Lynn Melnick

Undergraduate Discipline

Writing

BA, University of California at Santa Cruz. MFA, Columbia University. Melnick is the author of the memoir, I've Had to Think Up a Way to Survive: On Trauma, Persistence, and Dolly Parton. She is also the author of three poetry collections: Refusenik, the winner of the Julie Suk award and a finalist for the National Jewish Book Award; Landscape With Sex and Violence, and If I Should Say I Have Hope. Her work has appeared in APR, LA Review of Books, The New Republic, The New Yorker, The Paris Review, Poetry, A Public Space, and the anthology Not That Bad: Dispatches from Rape Culture. Melnick has received grants from the Cafe Royal Cultural Society and the Hadassah-Brandeis Institute. She is a former fellow at the New York Public Library’s Cullman Center for Scholars and Writers. SLC, 2024–

Undergraduate Courses 2024-2025

Writing

Poetry Workshop: Feminist Poetry

Open, Seminar—Spring

In this poetry-writing workshop. we will focus on feminist poetry: what it is, where it’s been, and what’s next. Using each week’s reading assignments as inspiration, students will write poem drafts in the style of, or inspired by, poets across eras. We will begin with protofeminist poets like Phillis Wheatley, Elizabeth Barrett Browning, and Christina Rossetti and then move on to works by poets writing in the decades before second-wave feminism, such as Gertrude Stein, Alice Moore Dunbar-Nelson, Edna St. Vincent Millay, H.D., Sylvia Plath, and Gwendolyn Brooks. We’ll look at second-wave poets like Audre Lorde, Adrienne Rich, June Jordan, and Ai and then continue with the third-wave poets such as Lorna Dee Cervantes, Marilyn Chin, Joy Harjo, Danielle Pafunda, and Carmen Giménez Smith. Finally, we’ll read an array of emerging feminist voices, including Tarfia Faizullah, Chase Berggrun, and Vanessa Angélica Villarreal. As we dive into the poetry, we will also look at the political and cultural movements surrounding women and feminism that influenced the poets writing in their era, including our own.

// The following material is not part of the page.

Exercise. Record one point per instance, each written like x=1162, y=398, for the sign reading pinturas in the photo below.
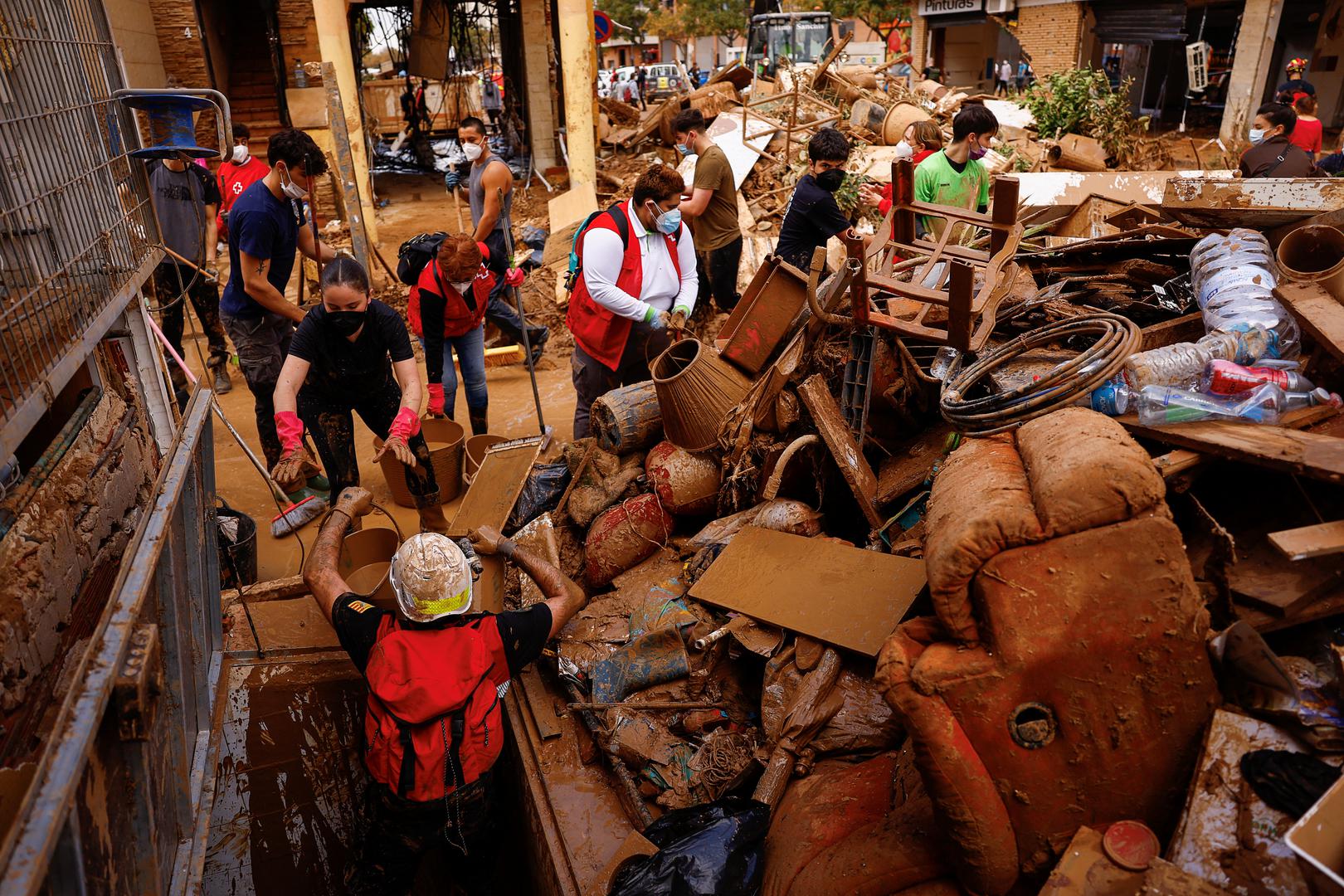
x=941, y=7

Each week, students will be expected to read 50-100 pages and be prepared to discuss what they’ve read. Students will write poems based on a prompt inspired by the week’s reading, which we will workshop in class; a poetry portfolio of these revised assignments will be due at the end of the semester. Students may also write poems outside each week’s prompt and share these with me during our conferences.